Salon Ninety One
www.salon91.co.za 

Salon Ninety One presents its first show of 2021, When it’s hot out and you wanna have a good time. The exhibition will opened on Saturday the 16th of December and will run until Saturday the 13th of February.

This all female-collection is inspired by the heat and freedom of long, colourful summer days, balmy evenings, and the strange summer we now find ourselves in; a summer which has seen restrictions on festivities, curfews, and the closure of many of South Africa’s beaches.

When temperatures soar above 29 degrees, we become lethargic about our responsibilities and the allure of leisure becomes almost too much to bear; sitting on the beach, surfing, sunbathing, a friendly game of tennis, going to pool-parties, sun-downers, the welcome gust of air-conditioner as you walk into cool museums or galleries in foreign cities, outings with friends, the tang of salt on your skin after a swim in the ocean, and other activities which seem so much more vibrant in the heat of summer. This colourful, quirky, and playful exhibition is a wistful yearning for a long, hot, normal, summer – where a good time can be had at any moment.

When it’s hot out and you wanna have a good time features the very latest works by Berry Meyer, Emma Nourse, Lené Ehlers, Jessica Bosworth Smith, Marolize Southwood, and Tara Deacon. Berry Meyer constructs detailed, and delicate collage works, which combine disparate and discarded paper artefacts to develop thoughtful and arresting narratives on time, nostalgia, race, sexuality, and popular culture.
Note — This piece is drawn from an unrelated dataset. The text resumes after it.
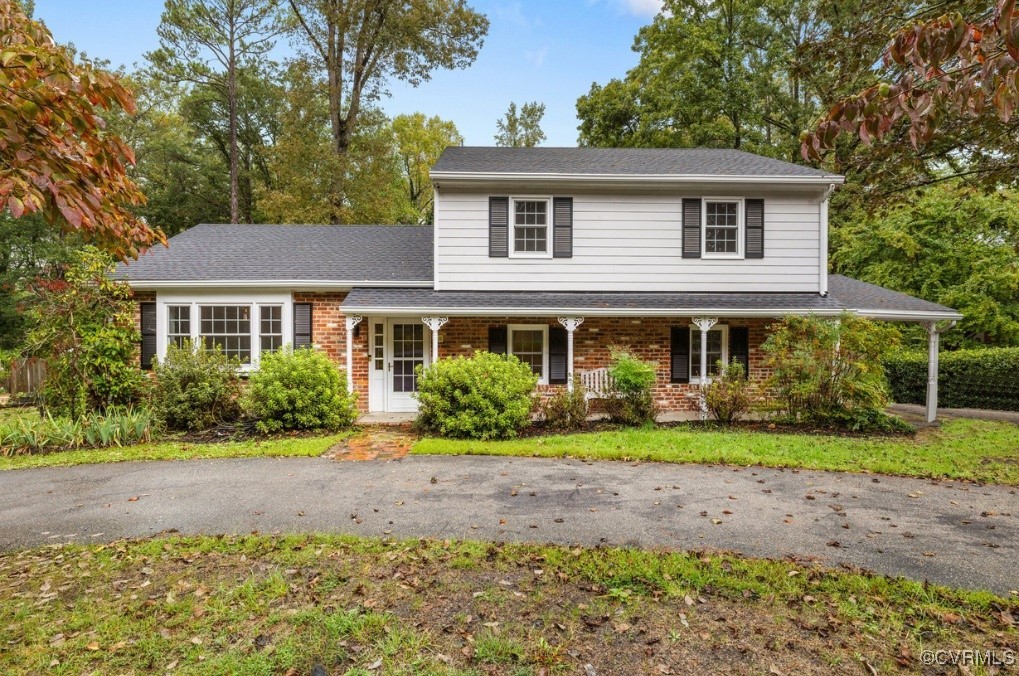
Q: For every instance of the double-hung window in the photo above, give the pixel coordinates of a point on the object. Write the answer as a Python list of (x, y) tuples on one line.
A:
[(529, 343), (240, 329), (178, 326), (530, 228), (229, 328), (722, 228), (717, 350)]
Emma Nourse works with thick oils applied to paper and canvas to render flower arrangements and still lifes which seem to melt and reconstitute over and over again on the picture plane.

Lené Ehlers creates intricate abstract and wild botanical shapes in paint, collage and mixed media to explore themes of journey and self-rediscovery. Through the depiction of highly patterned and detailed scenes in bright, flat, colour,

Jessica Bosworth Smith expresses her desire to capture fantastical inner worlds which pay homage to her new-found sense of place.

Marolize Southwood’s work demonstrates her deep fascination with the human condition and our proclivity to construct our own reality using bold, joyful, and textured brushwork.

And Tara Deacon’s playful and bright paintings explore the often-overlooked moments of daily life, where her love of solid colour and simplified shapes give expression to the beauty in the mundane.

Tara Deacon. Don’t Sweat It, 2020. Gouache on paper.

We look forward to sharing this colourful new collection with you.